Em sua página oficial, o Tribunal Superior Eleitoral (TSE) reafirmou nesta quarta-feira (25) a desproporcionalidade dos gastos com publicidade institucional no primeiro semestre de 2012 e abuso de poder de autoridade que culminaram na cassação do prefeito de Brusque, Paulo Eccel, e do vice, Evandro de Farias. Pelas informações do processo, a Prefeitura de Brusque gastou com publicidade institucional R$ 1,415 milhão em 2009, R$ 1,078 milhão em 2010, R$ 1,958 milhão em 2011 e R$ 1,340 milhão no primeiro semestre de 2012.

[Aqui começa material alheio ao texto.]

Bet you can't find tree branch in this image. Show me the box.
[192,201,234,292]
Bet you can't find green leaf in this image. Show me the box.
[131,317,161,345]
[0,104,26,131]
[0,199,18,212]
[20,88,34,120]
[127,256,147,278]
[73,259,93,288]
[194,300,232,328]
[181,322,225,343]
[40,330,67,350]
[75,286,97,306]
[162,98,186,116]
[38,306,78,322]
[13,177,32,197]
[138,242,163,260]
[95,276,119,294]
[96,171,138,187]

A legislação eleitoral veda publicidade institucional nos três meses que antecedem a eleição. O inciso sétimo do artigo 73 da lei das eleições (lei nº 9.504/97) proíbe ao agente público realizar, no ano eleitoral, despesas com publicidade dos órgãos públicos federais, estaduais ou municipais, ou das respectivas entidades da administração indireta, que excedam à média dos gastos nos três últimos anos que antecedem à eleição, ou do último ano imediatamente anterior ao pleito.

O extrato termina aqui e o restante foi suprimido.